Certains parlent d’une nouvelle guerre froide. L’Union soviétique et l’impérialisme américain étaient deux systèmes sociaux antagonistes qui se maintenaient l’un l’autre en équilibre, malgré les menaces nucléaires. Avec le recul, la guerre froide est restée ‘‘relativement’’ froide. Cette fois, il y a deux variantes du capitalisme, la première davantage ‘‘capitalisme d’État’’, la seconde néolibérale. La logique des tensions entre les États-Unis et la Chine est la guerre, une lutte à mort, mais deux facteurs font barrage : l’arsenal nucléaire qui ne peut conduire qu’à des perdants et la réaction que cela peut provoquer sur le front intérieur, y compris en Chine, surtout après le déclenchement du mouvement de masse à Hong Kong.
Instabilité politique et soulèvements sociaux
La bourgeoisie doit gérer toutes ces tensions avec des instruments créés pour une autre époque et inadaptés à la nouvelle ère. Les institutions d’après-guerre de Bretton Woods et divers traités s’effondrent. Les partis politiques qui, pendant des décennies, ont fourni des ‘‘dirigeants de la nation’’ incontestés sont en train de crouler. Tant à gauche qu’à droite, ils sont confrontés à de nouvelles formations plus radicales. La formation de gouvernements stables devient extrêmement difficile. Des gouvernements minoritaires et des coalitions atypiques émergent. La crise économique a érodé l’autorité des institutions bourgeoises traditionnelles, nécessitant des recompositions dangereuses.
Pour l’instant, ce sont surtout les populistes de droite qui en profitent en raison de l’incapacité de la gauche traditionnelle et des nouvelles formations de gauche à imposer le changement. L’échec de Lula et de Dilma au Brésil a ouvert la voie à Bolsonaro, le blocage de Sanders par les Démocrates américains a débouché sur Trump, la trahison de Syriza en Grèce a déblayé le terrain pour la Nouvelle Démocratie, l’échec de Rifundazione (PRC) et du Mouvement 5 étoiles en Italie ont servi de rampe de lancement à Salvini,…. Cependant, les victoires électorales des populistes de droite ne doivent pas être confondues avec un soutien solide pour leur programme. Ils génèrent souvent des contre-mouvements gigantesques.

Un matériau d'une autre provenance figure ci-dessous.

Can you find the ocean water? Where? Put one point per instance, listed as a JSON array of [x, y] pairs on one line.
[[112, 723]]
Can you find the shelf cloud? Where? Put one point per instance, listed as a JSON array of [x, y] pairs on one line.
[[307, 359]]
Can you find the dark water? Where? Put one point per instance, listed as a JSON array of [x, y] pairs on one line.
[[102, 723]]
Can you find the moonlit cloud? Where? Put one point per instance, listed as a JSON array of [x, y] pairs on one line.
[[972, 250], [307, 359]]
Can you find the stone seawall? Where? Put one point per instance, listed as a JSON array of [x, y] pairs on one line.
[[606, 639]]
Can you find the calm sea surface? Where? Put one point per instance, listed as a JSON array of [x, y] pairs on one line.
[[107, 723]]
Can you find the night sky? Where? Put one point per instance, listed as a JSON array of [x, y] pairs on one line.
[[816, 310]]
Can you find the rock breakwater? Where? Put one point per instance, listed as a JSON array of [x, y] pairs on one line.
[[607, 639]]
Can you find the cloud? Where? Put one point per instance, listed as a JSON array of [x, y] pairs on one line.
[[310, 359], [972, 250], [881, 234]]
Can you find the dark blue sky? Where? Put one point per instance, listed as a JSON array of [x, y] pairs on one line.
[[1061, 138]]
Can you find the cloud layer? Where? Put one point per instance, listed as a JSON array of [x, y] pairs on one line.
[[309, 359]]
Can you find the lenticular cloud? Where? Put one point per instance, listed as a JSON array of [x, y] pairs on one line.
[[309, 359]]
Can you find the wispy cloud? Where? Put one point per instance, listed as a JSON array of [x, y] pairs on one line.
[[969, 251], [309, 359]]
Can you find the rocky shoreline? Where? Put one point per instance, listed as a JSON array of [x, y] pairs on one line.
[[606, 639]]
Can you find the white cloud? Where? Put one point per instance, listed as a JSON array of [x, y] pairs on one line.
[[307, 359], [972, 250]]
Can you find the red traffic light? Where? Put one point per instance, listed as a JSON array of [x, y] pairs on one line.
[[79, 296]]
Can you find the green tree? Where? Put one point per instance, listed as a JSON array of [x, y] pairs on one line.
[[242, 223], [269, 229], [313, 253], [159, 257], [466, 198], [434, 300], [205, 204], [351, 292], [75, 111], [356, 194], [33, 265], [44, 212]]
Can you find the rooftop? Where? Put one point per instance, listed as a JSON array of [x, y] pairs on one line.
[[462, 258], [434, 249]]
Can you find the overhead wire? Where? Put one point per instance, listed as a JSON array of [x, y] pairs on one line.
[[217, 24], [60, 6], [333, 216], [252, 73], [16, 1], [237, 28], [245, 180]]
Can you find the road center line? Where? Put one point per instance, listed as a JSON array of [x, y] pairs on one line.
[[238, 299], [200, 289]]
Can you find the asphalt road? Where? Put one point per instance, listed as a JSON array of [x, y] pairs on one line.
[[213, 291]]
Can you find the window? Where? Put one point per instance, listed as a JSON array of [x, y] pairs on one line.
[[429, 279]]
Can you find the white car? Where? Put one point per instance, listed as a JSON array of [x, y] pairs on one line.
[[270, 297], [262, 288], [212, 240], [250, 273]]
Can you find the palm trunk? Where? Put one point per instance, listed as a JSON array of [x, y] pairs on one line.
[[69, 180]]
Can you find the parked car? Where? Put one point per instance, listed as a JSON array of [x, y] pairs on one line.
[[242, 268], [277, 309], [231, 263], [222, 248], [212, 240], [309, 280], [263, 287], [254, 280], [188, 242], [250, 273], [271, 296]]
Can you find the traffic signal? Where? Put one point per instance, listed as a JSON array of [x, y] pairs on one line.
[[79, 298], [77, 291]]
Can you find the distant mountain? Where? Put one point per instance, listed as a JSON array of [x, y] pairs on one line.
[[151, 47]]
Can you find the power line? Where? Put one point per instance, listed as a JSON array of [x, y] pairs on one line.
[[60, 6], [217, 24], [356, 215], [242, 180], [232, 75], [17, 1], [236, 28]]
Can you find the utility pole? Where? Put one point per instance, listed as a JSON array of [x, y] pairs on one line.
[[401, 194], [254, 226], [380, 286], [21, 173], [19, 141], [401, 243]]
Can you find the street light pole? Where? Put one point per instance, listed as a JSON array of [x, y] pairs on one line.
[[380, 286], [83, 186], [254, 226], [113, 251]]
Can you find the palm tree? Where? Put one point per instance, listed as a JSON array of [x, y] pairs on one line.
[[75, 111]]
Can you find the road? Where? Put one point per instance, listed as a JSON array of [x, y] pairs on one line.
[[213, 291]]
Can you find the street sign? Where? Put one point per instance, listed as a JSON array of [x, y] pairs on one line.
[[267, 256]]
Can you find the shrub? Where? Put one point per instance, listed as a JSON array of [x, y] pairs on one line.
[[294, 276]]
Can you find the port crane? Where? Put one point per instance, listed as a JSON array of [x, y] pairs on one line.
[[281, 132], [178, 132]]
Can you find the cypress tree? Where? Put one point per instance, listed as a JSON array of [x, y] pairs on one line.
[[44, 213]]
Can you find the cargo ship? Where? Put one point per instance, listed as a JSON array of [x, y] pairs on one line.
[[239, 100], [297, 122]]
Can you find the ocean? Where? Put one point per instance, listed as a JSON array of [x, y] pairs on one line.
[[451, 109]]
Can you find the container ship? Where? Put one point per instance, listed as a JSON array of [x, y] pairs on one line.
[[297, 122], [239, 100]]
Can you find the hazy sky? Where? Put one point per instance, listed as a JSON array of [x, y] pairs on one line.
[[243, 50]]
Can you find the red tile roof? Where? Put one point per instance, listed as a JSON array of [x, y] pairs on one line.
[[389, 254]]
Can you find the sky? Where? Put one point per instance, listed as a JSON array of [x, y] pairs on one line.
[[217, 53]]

Le mouvement ouvrier est encore sous l’effet des défaites du passé et de l’héritage de la chute du stalinisme. Cela s’exprime de manière concentrée sur les dirigeants syndicaux et ceux des anciennes et nouvelles formations politiques de gauche. Cela contribue à faire en sorte que le mouvement ouvrier n’ait pas encore laissé sa marque sur les événements. La grève générale de juin au Brésil a été déclenchée par le mouvement des femmes. En Algérie, l’appel aux grèves générales a été lancé dans les réseaux sociaux, en dehors des structures traditionnelles. A Hong Kong, tout le mouvement est coordonné par les réseaux sociaux, mais cela peut rapidement changer. En Algérie comme au Soudan, la base commence à revendiquer ses syndicats, généralement par la mise en place de structures contrôlées par la base. A Hong Kong a eu lieu la première grève générale depuis des décennies et, aux États-Unis, le mouvement commence à se traduire par une vague de syndicalisation. Nous pensons que nous nous trouvons à un point tournant et que la meilleure préparation pour cela est de nous engager dans les mouvements existants en défendant un programme socialiste en soulignant la nécessité d’une orientation vers le mouvement des travailleurs.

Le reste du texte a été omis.